Фотографий за створками шкафа было много. Но самая дорогая — в глубине, словно в укрыве от чужих глаз: портрет покойной жены.
— Вот так, голубушка моя, — сказал ей Петрович, подходя ближе. — Оставила меня сиротой. А здесь такое… Сиди как в клетке. Даже с внуками нельзя повидаться… Разве это жизнь? Это — казнь…
Он говорил и говорил, выливая душевную боль, потому что некому было больше пожаловаться. В долгой жизни после отца и матери не было человека ближе, родней жены. Даже по имени его называла только она. Для всех и всегда, в жизни взрослой, он был просто Петрович, потому что имя у него было необычное — Флегонт. Люди удивлялись и корявили: Флега да Фляга, а того лучше Фляжка. И потому с давних пор, знакомясь, он представлялся просто Петровичем. К этому привыкли.
И только жена умела называть его ласково: «Флеша…» А порой: «Флешенька…»
Даже теперь, через время, перед портретом жены всплывало порою в памяти распевное: «Фле-ешенька…» И как всегда, сразу становилось тепло на душе, а потом горячо, а потом хотелось плакать. Иногда он не сдерживался. Но сегодня вовремя увидел, что лицо жены стало печальным, в глазах — боль. Стало жалко ее.
— Ничего, голубушка моя, не расстраивайся. Как-нибудь доживу… Скайп обещают наладить. Будем по скайпу, по-современному, — успокаивал он жену. — Пойду сейчас погуляю. Погода хорошая. Помнишь, как мы с тобой на даче осеннюю пору любили. Полив кончился. В саду, в огороде все прибрано. Можно посидеть, отдохнуть. По грибы сходить. Ты же, голубушка моя, маслята жареные любила. И шиповничка набрать… Самая пора… — говорил и говорил он, доброе вспоминая.
Глаза жены потеплели. На лице — тень улыбки. Вот и слава Богу. Не надо ее тревожить. Она так долго и страшно болела. Натерпелась, голубушка…
— Погуляю, погуляю пойду, — попрощался он с женой. — А то ведь завтра запрут, как весной: пропуска, патрули, штрафы. И будем сидеть, куковать. Пойду провеюсь. Может, какие новости… — сообщил он.
Вечерело. В былую пору такое время — самое людное.
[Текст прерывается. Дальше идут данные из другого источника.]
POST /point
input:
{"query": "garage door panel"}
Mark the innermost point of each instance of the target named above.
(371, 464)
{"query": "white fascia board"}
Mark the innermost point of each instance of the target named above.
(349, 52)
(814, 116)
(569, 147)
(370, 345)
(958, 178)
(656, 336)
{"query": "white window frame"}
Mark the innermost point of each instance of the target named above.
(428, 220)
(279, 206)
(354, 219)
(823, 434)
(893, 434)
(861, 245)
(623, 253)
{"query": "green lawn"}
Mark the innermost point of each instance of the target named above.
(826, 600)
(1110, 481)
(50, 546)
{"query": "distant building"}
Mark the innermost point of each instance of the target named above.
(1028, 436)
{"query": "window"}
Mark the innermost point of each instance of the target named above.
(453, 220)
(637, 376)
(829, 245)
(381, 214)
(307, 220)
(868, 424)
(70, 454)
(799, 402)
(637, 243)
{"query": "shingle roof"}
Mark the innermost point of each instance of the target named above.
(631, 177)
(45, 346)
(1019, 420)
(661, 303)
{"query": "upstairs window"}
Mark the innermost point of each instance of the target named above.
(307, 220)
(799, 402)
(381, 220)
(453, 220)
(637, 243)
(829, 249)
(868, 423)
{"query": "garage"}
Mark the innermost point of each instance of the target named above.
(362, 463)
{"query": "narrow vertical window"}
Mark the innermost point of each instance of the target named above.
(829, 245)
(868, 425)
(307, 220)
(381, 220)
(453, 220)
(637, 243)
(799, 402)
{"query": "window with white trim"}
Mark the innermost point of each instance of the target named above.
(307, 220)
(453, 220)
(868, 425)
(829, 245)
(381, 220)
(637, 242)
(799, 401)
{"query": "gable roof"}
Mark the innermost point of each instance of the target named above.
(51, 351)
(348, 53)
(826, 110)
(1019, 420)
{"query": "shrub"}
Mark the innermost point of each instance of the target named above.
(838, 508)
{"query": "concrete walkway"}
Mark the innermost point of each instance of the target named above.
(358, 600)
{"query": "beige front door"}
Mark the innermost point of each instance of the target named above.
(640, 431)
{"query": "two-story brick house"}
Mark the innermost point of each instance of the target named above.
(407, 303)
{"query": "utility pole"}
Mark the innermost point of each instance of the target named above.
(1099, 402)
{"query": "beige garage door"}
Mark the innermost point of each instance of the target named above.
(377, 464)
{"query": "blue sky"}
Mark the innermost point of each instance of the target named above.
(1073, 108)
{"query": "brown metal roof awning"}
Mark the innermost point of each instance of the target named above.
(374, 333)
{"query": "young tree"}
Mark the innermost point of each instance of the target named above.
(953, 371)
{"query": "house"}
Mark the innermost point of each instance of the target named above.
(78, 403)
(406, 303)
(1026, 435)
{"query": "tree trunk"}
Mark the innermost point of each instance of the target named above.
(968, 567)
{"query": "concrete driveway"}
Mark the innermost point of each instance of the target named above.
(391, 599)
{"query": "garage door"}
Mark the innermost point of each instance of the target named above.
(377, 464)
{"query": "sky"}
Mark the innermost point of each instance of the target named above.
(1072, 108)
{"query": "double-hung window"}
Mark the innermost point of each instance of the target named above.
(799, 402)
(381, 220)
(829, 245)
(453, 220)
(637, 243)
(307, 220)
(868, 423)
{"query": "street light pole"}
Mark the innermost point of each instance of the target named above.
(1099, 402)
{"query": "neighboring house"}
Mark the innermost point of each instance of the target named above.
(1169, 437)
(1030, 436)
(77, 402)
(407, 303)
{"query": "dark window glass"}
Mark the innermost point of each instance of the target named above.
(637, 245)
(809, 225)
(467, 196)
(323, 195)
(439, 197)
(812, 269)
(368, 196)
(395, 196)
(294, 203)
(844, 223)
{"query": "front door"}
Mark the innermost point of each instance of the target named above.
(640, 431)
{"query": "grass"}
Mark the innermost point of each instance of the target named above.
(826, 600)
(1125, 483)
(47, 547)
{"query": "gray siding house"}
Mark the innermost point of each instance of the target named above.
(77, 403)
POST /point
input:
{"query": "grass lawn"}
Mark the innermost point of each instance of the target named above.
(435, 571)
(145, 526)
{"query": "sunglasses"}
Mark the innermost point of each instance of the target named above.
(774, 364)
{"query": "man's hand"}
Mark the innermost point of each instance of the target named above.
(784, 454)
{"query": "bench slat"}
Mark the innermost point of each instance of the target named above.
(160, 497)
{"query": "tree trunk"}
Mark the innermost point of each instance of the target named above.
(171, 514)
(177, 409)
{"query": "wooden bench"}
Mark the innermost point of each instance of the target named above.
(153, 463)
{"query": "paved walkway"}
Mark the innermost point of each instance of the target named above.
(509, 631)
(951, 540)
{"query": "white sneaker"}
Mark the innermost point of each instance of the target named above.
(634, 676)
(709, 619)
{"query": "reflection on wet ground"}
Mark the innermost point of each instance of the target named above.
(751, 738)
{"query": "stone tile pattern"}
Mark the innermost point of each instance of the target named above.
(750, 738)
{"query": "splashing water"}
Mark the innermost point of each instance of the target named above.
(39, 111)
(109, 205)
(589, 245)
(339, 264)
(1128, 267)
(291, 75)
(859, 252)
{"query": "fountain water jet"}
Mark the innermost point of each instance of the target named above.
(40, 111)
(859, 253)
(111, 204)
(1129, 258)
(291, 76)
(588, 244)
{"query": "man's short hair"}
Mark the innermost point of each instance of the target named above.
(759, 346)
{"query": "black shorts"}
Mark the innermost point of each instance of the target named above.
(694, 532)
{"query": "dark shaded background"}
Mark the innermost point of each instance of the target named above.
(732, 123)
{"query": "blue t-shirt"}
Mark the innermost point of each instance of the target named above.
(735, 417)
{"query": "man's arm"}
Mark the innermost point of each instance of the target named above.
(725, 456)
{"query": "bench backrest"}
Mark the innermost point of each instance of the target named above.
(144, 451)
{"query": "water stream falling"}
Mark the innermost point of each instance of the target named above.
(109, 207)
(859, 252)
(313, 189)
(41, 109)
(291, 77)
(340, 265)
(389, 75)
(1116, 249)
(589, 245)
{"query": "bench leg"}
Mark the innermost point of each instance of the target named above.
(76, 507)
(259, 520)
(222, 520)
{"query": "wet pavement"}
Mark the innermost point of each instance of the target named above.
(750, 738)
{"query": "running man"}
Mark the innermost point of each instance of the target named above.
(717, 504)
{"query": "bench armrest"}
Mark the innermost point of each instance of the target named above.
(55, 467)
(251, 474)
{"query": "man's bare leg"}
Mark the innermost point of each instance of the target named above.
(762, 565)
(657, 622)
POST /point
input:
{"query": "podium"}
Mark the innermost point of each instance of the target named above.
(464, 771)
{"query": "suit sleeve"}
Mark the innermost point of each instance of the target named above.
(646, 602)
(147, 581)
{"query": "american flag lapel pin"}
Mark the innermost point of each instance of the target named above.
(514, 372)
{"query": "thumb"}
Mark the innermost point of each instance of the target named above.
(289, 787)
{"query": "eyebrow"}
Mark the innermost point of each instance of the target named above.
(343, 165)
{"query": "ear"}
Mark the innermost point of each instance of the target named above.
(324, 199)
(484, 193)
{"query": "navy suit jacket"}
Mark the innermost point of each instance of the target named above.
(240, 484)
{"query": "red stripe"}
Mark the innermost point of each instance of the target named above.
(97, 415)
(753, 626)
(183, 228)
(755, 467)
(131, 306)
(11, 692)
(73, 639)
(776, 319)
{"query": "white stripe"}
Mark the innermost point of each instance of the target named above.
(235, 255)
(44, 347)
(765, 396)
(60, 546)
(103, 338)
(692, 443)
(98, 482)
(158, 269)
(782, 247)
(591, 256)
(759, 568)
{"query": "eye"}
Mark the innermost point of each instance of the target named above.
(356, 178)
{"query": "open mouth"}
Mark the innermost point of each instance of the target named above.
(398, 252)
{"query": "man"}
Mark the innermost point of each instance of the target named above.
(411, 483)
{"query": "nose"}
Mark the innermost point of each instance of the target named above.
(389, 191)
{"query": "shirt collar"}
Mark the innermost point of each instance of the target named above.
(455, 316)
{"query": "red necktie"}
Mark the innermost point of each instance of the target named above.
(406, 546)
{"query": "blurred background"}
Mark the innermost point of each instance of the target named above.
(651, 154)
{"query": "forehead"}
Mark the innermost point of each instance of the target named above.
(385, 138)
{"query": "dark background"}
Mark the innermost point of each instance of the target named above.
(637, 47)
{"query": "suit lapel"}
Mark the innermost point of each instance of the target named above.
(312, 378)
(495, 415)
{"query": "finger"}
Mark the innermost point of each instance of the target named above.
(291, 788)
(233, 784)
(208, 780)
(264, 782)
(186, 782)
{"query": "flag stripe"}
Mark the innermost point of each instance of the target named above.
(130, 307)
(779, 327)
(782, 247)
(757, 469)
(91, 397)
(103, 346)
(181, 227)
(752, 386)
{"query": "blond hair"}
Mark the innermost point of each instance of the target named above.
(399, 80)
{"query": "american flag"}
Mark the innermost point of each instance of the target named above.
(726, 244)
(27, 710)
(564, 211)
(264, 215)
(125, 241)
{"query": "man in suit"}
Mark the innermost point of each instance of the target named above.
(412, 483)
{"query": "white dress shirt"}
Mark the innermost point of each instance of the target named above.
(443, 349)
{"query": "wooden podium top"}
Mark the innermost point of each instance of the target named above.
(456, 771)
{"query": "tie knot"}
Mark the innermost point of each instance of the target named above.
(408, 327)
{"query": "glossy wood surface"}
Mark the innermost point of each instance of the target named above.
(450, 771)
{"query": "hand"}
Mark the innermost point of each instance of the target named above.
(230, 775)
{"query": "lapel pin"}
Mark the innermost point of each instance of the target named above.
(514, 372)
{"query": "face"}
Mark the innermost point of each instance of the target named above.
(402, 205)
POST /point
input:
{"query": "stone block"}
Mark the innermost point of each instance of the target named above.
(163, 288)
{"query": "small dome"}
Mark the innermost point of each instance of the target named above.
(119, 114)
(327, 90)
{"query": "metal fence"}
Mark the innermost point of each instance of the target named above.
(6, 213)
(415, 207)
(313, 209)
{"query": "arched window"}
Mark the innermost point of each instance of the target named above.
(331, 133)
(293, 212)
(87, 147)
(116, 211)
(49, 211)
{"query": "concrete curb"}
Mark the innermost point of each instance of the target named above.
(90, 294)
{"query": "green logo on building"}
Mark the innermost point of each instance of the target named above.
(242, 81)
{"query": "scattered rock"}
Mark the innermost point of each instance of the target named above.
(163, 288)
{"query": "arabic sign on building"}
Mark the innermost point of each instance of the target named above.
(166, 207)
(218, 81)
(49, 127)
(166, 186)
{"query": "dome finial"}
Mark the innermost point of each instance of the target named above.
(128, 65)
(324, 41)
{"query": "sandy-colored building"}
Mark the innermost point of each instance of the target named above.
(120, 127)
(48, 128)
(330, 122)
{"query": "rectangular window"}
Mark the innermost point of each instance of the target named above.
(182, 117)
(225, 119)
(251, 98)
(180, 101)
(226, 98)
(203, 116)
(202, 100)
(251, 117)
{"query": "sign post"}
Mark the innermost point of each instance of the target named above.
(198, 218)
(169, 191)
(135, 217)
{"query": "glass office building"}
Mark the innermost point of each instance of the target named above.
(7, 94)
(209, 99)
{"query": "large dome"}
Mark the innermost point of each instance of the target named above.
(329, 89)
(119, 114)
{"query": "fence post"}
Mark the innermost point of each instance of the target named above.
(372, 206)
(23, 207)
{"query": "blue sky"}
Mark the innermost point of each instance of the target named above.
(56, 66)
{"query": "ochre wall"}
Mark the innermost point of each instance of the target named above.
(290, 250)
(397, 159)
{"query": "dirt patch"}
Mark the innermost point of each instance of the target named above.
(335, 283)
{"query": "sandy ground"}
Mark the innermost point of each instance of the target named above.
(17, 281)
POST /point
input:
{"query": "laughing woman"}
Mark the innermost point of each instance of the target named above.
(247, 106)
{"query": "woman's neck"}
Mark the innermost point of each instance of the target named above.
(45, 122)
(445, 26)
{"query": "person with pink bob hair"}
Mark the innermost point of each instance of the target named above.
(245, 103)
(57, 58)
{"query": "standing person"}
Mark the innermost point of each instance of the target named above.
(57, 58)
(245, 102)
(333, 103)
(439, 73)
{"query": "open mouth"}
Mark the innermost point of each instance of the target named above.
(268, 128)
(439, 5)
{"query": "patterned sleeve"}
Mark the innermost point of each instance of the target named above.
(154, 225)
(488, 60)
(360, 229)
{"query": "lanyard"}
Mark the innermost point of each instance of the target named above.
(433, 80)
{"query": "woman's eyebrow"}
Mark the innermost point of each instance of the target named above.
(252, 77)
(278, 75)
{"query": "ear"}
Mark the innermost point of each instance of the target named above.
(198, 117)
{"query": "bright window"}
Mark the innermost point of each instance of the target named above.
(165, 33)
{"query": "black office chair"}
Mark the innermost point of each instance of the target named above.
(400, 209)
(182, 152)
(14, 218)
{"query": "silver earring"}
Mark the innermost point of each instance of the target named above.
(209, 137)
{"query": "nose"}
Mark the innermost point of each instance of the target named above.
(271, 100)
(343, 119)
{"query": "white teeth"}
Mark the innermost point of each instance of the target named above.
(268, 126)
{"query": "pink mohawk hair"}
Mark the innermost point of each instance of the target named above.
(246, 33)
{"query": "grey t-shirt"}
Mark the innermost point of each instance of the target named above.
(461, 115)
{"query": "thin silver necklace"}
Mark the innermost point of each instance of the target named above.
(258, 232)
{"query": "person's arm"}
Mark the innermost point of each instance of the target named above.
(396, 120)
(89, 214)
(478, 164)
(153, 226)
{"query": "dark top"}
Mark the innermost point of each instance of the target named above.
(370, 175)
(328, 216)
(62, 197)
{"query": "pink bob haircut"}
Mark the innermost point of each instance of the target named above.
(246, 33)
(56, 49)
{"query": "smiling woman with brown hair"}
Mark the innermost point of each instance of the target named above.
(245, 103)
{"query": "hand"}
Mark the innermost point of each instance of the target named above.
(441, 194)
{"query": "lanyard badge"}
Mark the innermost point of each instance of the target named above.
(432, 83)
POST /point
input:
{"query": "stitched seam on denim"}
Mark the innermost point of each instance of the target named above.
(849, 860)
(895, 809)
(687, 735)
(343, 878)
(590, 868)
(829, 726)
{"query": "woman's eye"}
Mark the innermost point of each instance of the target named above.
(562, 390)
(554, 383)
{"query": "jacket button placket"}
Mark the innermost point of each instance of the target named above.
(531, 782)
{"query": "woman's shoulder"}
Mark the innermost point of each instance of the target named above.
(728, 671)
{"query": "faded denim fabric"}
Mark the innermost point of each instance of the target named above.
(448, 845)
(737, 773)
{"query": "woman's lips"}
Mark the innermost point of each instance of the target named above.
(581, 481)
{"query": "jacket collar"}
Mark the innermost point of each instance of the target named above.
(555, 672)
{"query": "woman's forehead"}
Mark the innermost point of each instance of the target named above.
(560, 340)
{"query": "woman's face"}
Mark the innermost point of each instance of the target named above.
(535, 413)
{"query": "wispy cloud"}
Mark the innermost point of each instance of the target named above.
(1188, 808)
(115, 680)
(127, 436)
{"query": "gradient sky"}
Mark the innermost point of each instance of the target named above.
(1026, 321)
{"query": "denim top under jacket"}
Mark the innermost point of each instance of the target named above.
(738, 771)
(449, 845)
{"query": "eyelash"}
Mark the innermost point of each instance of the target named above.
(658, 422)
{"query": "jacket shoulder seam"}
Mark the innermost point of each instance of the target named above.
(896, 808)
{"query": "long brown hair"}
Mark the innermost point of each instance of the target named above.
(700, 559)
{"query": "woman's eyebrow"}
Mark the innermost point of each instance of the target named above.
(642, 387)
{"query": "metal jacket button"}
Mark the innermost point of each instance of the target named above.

Ни жары, ни надоедливой мошки. И дачный сезон — позади. Съехались в город.
Но это былое. Нынче — лишь мамочки с колясками. А вот старых людей, знакомых — привычных гуляльщиков — не видать. Бывшие городские начальники уже своим табунком не ходят, изо дня в день вспоминая былые подвиги. И говорливый газетчик Ефим с еврейскими анекдотами еще весной пропал: говорят, прячется в квартире, даже во двор не выходит. Не видно хромого мученика с одной и той же песней: «Все болит. А я приказываю себе: “Иди, гад, иди! Это полезно”». И давно не слышно бывшего лектора-«политика» с приемником на ремешке. У того все новости: кто и сколько украл, кого посадили и на сколько. Прячется народ. Бережется. И простодушного чернобыльца давно не видно, не слышно.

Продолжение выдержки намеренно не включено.